They can become much better doctors.
To make the same point in another way, if we are concerned about our eternal welfare, it
might make sense to take seriously the proposition that heaven is a community. It is not a
lot of individuals sitting around concerned with their own spiritual states or lost in
their own private visions. It is people living together, superbly sensitive to each
other's joys. It is people who have discovered the beauty of other souls and the delight
of openness. Negatively put, it is people who have found out that they cannot be happy in
solitude, or when those around them are in need.
To return to our theme, then, we find ourselves in this world that dominates our
perceptions and tries to lay total claim to our attention. We know that there is a world
we cannot see--that the mountains around us are full of horses and chariots of fire. In a
way, it is because we have physical eyes that we cannot see this spiritual army, it is
because we have physical ears that we cannot hear the voices of angels.
What we do have is two major sources of enlightenment, that work for us only when we put
them together. We have the Lord's teachings in scripture and in our theology, and we have
our capacity to examine ourselves. We have been taught that we are spiritual beings, that
our affections and thoughts are not just side effects of our physical experiences. We have
been taught that there is a kind of hierarchy of loves within us, that we begin life with
love of self in the driver's seat, so to speak, and that our life assignment is not to
destroy that love but to lead it into its proper role as servant of love for the Lord and
love of the neighbor.
What each of us must then do, and what no one else can do for us, is to be as honest as we
can with ourselves about our motivations. It is hard to do this if we are prone to get
caught up in guilt, so let me put it this way. If I want to get to San Francisco, there is
nothing wrong with being in Chicago, or in Cleveland, or in Boston. I need not blame
myself for being a long way from the goal. In fact, I might better blame myself if I
pretend to be where I am not, or if I simply refuse to look at the map at all.

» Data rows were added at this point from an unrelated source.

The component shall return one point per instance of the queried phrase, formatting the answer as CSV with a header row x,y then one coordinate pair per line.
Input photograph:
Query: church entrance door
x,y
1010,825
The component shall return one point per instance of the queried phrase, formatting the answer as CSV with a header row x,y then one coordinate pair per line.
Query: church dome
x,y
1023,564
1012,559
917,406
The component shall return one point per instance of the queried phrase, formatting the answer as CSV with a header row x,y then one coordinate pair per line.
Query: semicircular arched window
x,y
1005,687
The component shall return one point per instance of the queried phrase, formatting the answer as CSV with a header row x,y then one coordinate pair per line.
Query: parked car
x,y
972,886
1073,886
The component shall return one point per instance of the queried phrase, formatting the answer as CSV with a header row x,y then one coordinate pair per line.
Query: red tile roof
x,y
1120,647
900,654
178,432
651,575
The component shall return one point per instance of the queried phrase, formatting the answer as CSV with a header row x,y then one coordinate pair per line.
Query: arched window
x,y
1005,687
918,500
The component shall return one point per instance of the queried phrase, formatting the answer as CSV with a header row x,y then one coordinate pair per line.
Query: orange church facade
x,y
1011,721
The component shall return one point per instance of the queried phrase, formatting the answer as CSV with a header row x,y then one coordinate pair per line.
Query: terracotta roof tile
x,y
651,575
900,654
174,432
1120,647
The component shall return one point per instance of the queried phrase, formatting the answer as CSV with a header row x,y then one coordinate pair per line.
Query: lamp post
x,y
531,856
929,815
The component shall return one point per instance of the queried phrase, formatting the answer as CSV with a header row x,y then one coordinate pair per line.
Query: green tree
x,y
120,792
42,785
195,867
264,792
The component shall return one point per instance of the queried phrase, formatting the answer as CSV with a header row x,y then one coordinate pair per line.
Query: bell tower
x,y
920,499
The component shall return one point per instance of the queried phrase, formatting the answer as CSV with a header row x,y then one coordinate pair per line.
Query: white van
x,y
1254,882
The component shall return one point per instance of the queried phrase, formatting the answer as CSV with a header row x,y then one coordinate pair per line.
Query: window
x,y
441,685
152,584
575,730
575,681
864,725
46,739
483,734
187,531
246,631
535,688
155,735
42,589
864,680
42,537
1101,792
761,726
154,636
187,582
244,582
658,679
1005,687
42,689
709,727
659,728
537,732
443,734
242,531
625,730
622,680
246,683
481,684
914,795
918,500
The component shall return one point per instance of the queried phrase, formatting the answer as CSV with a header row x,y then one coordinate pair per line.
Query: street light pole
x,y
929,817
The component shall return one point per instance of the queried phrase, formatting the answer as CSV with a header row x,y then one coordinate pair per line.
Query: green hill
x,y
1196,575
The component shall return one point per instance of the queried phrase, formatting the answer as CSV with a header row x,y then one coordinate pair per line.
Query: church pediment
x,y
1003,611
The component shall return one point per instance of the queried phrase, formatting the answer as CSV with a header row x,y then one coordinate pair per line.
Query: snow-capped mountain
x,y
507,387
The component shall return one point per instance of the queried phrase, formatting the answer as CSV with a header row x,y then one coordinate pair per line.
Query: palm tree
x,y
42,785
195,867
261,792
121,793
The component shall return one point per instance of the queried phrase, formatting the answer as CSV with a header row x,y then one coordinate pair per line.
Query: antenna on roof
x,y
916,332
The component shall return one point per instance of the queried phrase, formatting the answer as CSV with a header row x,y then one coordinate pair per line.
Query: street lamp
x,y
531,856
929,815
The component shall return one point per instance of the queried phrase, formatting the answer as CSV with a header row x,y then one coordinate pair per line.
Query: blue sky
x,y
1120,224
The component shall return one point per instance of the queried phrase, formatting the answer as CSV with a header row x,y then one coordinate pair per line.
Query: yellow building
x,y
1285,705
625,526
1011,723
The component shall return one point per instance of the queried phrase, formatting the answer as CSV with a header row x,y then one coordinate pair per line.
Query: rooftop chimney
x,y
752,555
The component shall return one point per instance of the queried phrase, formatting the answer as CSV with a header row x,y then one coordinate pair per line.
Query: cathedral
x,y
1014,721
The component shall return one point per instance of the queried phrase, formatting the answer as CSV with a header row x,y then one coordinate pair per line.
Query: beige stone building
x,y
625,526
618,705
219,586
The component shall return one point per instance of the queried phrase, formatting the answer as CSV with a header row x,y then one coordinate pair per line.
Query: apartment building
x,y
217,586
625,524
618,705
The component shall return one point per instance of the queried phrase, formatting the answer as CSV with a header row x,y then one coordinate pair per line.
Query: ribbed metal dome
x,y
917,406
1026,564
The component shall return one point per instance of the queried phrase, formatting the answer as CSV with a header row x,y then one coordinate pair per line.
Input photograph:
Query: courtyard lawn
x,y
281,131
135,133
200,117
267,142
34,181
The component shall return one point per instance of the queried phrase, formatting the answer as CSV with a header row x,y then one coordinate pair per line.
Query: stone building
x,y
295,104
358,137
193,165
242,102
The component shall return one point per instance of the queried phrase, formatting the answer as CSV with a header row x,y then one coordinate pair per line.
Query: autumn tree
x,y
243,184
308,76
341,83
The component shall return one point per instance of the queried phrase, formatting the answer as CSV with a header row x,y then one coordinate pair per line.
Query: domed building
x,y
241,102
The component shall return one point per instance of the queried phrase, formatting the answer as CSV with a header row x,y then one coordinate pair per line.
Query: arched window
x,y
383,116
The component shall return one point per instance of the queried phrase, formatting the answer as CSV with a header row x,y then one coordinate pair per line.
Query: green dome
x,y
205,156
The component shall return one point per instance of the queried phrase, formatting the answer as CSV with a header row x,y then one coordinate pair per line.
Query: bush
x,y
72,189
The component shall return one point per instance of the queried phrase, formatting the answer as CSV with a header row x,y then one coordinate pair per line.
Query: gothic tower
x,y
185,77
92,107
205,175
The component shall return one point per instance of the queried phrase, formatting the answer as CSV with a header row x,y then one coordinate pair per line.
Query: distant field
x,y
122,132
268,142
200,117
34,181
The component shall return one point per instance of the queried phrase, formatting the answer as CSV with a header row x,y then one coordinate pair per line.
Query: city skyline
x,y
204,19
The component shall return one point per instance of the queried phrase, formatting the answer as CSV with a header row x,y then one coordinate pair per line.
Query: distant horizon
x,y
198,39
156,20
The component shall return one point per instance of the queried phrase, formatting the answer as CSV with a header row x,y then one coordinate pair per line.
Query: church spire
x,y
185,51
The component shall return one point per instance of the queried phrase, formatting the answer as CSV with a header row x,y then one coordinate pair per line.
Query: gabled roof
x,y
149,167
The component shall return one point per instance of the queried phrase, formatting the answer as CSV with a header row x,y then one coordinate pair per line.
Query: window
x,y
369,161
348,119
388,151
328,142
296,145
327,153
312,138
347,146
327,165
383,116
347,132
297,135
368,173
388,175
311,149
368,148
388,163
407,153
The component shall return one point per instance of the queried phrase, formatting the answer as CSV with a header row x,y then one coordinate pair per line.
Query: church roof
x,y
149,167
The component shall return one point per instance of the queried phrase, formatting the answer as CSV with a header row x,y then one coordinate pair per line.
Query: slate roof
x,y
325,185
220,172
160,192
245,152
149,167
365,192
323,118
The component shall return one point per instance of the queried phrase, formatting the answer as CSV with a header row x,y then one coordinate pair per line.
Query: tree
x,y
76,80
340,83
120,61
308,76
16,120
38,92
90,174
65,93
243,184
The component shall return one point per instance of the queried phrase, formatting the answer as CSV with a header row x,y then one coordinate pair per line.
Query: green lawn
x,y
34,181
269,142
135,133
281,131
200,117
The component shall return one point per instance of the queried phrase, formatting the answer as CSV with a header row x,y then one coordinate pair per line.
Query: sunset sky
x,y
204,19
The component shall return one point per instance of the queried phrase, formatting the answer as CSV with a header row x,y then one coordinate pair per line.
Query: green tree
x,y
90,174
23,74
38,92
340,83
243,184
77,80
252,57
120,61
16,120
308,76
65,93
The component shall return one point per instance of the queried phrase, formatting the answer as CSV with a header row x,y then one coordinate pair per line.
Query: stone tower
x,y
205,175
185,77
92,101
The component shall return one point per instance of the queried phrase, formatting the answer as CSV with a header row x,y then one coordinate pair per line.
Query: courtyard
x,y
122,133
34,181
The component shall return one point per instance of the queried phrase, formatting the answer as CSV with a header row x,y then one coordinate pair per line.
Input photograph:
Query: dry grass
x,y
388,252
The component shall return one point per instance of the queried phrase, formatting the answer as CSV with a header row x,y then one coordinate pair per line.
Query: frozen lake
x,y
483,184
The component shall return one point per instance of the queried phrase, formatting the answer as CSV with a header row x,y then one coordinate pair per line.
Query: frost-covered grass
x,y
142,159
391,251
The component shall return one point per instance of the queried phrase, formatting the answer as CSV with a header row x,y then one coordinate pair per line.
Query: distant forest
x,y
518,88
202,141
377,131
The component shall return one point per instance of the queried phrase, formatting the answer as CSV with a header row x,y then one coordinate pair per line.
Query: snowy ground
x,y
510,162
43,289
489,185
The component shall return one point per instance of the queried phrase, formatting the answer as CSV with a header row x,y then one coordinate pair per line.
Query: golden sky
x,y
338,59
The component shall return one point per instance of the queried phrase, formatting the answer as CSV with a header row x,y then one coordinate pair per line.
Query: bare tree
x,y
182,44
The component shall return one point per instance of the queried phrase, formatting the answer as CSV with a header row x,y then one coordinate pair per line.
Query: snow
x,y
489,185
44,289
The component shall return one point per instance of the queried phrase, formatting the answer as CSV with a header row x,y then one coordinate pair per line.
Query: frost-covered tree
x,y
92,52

The really good news is that if we are honest with ourselves, and if we look deeply
enough, we discover that deep down inside we really do want to reach this goal. Through
all the distortions the world presents us with, through all the scars we may have
suffered, there is something in every one of us that longs for openness and intimacy.
There is something in us that wants to know and to understand, and that wants to be known,
to be understood.
Perhaps the hardest step is the next one, that is to trust that the Lord is in control of
everything that we cannot control, so that our task, in the words of our traditional
burial service, is "to make the most of the duties and opportunities which are left for us
hear on earth as our best preparation for the life of higher service."
There is no way we can prove that the Lord's providence exists, let alone that it is
perfect. There is no way anyone can prove that it does not exist, or that it is not
perfect. Often, when discussions about this take place, emotions masquerade as reason, and
our individual experiences of providential guidance or of flagrant injustice lead us to
choose which side we will argue for. No, both belief in providence and rejection of that
belief are "acts of faith" in the sense that they represent ultimately not what we cannot
help believing but what we choose to believe. The Epistle to the Hebrews, though,
describes faith as "the substance of things hoped for, the evidence of things not seen"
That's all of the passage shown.